2019年1月期においては、2018年8月に実施した公募増資により6,584百万円、その後の第三者割当増資により329百万 円を資本市場から調達しました。また、公募増資と同時に、㈱三井住友銀行、㈱みずほ銀行及び両行をアレンジャーとする協調融資団等から総額13,130百万円(内、3,830百万円については第三者割当増資の 手取り金及び物件の売却代金等により返済済)の新規借入を実行し、資本市場からの調達資金と併せて物件取 得資金に充当しました。この結果、2019年1月期末現在の借入残高は、52,340百万円となり、LTVは47.1%となりました。なお、第7期(2019年7月期)に入り実行した新規借入及び返済により借入金残高は、総額52,040百万円となっています。

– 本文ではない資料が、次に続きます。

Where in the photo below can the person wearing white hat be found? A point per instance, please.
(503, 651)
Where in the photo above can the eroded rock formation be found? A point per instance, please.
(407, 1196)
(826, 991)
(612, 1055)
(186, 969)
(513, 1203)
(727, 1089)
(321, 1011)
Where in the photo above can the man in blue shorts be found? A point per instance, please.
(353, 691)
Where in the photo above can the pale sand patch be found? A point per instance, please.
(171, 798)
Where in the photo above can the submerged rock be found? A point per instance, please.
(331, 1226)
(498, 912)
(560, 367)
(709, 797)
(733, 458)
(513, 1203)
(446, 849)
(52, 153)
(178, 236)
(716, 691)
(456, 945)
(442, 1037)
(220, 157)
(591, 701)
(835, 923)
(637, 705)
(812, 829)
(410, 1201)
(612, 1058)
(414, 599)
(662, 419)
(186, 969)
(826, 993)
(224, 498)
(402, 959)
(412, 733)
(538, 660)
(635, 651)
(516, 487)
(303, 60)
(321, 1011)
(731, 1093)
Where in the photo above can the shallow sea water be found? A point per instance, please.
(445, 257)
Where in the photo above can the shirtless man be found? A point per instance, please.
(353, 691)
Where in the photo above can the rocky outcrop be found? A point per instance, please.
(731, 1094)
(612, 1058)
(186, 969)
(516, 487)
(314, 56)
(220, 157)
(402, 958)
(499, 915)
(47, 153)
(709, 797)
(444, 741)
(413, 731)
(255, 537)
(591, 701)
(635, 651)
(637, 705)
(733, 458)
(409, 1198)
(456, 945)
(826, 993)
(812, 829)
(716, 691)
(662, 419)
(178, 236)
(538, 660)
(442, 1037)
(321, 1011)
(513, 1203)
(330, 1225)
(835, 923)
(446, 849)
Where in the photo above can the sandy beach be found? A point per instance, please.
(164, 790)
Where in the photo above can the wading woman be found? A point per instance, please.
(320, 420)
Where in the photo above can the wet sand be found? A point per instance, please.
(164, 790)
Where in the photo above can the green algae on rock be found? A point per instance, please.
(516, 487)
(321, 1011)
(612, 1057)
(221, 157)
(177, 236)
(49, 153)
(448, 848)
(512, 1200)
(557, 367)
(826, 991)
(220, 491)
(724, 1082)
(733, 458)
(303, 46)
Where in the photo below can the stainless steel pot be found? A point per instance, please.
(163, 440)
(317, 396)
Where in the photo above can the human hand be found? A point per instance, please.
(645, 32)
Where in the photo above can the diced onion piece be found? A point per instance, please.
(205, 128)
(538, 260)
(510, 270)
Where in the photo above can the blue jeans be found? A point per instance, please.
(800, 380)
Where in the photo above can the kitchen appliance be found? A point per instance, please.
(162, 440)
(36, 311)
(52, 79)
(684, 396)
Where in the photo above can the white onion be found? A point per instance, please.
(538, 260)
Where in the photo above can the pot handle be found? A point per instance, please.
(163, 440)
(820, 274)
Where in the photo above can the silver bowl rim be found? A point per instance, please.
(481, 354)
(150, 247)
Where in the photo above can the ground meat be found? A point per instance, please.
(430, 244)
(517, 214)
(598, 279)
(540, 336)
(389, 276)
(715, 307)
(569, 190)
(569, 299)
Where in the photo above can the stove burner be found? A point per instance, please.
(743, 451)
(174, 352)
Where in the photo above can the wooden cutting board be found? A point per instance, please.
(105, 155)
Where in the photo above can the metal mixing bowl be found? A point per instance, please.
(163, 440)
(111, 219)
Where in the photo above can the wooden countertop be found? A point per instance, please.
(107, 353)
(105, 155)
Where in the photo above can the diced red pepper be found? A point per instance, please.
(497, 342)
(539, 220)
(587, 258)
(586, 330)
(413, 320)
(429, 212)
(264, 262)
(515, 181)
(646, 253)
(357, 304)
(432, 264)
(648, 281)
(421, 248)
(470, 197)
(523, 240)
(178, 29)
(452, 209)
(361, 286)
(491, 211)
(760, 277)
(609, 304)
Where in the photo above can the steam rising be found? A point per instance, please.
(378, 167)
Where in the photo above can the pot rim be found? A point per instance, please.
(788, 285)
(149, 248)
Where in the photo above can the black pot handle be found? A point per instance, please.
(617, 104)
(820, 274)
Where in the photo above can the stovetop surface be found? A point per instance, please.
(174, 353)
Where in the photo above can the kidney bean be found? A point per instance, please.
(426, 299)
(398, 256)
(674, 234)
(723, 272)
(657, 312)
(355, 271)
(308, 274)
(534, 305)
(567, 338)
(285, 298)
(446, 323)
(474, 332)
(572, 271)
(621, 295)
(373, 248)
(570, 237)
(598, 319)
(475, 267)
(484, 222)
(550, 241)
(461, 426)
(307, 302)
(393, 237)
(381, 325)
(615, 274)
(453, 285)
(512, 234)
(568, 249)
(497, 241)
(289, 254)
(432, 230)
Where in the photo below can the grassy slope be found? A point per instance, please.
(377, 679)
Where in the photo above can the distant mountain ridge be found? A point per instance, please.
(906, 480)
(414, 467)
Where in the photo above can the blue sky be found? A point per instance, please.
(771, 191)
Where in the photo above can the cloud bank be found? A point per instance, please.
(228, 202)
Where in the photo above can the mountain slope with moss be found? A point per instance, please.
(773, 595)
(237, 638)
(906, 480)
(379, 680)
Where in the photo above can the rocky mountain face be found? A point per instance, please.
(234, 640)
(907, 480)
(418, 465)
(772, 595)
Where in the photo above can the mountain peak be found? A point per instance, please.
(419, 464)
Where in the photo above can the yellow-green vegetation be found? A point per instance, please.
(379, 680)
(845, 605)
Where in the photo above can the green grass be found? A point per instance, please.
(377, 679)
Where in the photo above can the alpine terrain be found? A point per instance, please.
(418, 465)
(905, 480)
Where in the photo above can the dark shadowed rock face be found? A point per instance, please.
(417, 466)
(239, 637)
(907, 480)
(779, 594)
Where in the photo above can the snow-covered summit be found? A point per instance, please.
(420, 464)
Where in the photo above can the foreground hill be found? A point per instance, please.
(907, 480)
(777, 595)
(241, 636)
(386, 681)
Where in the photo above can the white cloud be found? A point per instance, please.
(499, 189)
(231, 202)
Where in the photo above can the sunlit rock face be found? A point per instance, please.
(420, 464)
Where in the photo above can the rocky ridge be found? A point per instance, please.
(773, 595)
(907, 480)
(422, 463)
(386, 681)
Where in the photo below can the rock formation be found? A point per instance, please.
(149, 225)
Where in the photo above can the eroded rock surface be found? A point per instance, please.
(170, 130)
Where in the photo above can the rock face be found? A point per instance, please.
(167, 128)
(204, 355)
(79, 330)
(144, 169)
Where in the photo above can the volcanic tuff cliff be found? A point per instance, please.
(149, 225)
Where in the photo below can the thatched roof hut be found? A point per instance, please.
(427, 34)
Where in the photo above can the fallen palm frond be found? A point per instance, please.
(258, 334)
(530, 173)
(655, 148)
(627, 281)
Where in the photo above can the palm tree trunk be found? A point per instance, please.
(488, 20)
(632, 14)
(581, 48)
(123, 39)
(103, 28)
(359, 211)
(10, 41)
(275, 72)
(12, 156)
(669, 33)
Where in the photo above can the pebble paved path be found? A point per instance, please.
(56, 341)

スターアジア不動産投資法人は昨日のサムティ・レジデンシャル投資法人より更に1期短くまだ、上場後第6期です。つまり約3年程度の運用期間でありながらシンジケートローンを組めるのですから銀行のJ-REITに対する貸出し姿勢は相変わらずかなり前のめりになっていると感じます。やはり不動産は既得権益がまだ残る分野でかつITとの相性は悪いという点からある意味安心できる融資先なんですよね。